Rebuilding Place in the Urban Space

"A community’s physical form, rather than its land uses, is its most intrinsic and enduring characteristic." [Katz, EPA] This blog focuses on place and placemaking and all that makes it work--historic preservation, urban design, transportation, asset-based community development, arts & cultural development, commercial district revitalization, tourism & destination development, and quality of life advocacy--along with doses of civic engagement and good governance watchdogging.

Thursday, December 11, 2008

Explaining how road building planning works

Highway Lobby, drawing by Sammie Abbot, Emergency Committee on the Transportation Crisis
Image by Sammie Abbott (now deceased, former Mayor of Takoma Park) as part of the anti-freeway campaign by the citizen advocacy group, Emergency Committee on the Transportation Crisis. From an exhibit at Union Station by the DC Department of Transportation.

Relating to the point made by Robert Puentes in the new book, Century of the City, about how funding for transit goes through a brutal review process and road funding doesn't get reviewed in the same way, and is higher as well, Dean Gunderson, of Dreiling Terrones Architects, wrote about the highway planning process on another email list:

There were very few 'constituencies' in road design before the late 50's, so it's very hard to draw parallels between how something was designed & built before half a century ago -- and the processes followed today. I believe the only thing you can be sure of was the haste with which the Interstate system was laid out (designed, in a loose sense) and how it wreaked havoc on local urbanism. It might surprise some to know that the entire Interstate system was designed by military generals over a six month period (and they never left Washington, D.C. during the entire time).

What's surprising about freeway expansion projects today is the amount of 'public' involvement actually carried out, sometimes taking upwards of several years. It's just that this engagement is with local officials and metropolitan planning organizations, and not the lay public. The theory being that local officials (mayors, council members, commissioners, local public works engineers, and senior planners) represent the interests of their local communities. It's a scenario that is fraught with contention, since it's the local homeowners, renters, and businesses that will be directly impacted by such expansions (though condemnations, or environmental impacts), or indirectly (through induced land use changes), and they usually only get to see the specifics of a proposal after its on the books for potential funding. By then it's seen as a 'done deal'.

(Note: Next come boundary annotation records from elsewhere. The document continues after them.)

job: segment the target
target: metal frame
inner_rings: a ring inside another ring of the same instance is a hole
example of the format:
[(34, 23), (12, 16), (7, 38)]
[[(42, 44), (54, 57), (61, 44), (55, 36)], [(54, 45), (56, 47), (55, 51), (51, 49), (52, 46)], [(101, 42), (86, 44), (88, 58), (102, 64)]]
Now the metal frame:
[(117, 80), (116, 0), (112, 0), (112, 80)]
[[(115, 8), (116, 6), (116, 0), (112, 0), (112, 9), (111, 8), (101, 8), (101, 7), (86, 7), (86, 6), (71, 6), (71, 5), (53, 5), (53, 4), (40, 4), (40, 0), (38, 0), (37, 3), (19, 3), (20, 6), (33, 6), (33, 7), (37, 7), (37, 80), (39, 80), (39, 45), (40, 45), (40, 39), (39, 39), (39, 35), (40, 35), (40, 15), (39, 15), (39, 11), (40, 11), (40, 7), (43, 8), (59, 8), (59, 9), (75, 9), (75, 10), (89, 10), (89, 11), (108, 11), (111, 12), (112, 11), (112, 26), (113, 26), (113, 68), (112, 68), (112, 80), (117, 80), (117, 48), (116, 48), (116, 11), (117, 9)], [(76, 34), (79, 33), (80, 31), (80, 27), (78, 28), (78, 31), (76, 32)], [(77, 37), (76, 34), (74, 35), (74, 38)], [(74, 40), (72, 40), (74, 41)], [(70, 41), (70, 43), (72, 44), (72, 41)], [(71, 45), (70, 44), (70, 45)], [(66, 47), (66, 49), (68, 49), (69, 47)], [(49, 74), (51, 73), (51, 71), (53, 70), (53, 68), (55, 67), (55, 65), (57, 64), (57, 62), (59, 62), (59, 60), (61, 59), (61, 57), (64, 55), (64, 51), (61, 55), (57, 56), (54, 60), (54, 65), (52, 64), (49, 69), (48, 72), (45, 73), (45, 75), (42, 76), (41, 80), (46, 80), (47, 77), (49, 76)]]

There were recent changes in the way the FHWA is required to involve local stakeholders, mostly dealing with due diligence issues to ensure local governments were included in initial environmental reviews. It's not that the locals wouldn't normally be at the table, the Feds just wanted to establish a CYA paper trail to show that invitations were extended at every step -- so they can show copies of invitation letters to that state's D.C. delegation when the shit hits the fan over time delays, cost over runs, and/or inattentiveness to local needs.

I agree with Paul regarding the need to address crumbling infrastructure now. To put it in transportation-speak, Federal Quick Start funding should be expended solely on renewal and replacement projects -- and never to improve, or ameroliate, existing Levels of Service. This equates to no new bridges, no road widenings, and no road extensions.

But not all roads are built with Federal funds (or even Federal money funneled through state DOT's), in fact, the vast majority of roads are built with local money. And, if you're an NU advocate most of the road work you should be advocating for construction will be built by either developers or local highway departments. These are all the fine grained, highly connected, mesh-work of local streets (that just happen to help make great neighborhoods) -- and barely a single Federal rule will apply to how these roads will, or won't, be built.

If you want a sea change in the role the Fed's play in highway funding, crack through the stranglehold state DOT's have on the planning process. Make federal money available for planning and designing local urban street networks in & around urban refill sites. Make these funds directly payable to local highway departments, governed by Boards/Commissions that have ordinance passing authority (and final plat signing authority) -- and require only one thing of these recipients, that the money going for these improved road networks will only be granted to districts that have TND/TOD ordinances (and the programmed roads are actually inside the pre-determined TND/TOD Districts).

You would see a whole different kind of scrambling then -- with the oddest bedfellows ever seen (Road Builders and Concrete/Asphalt Suppliers, and New Urbanists).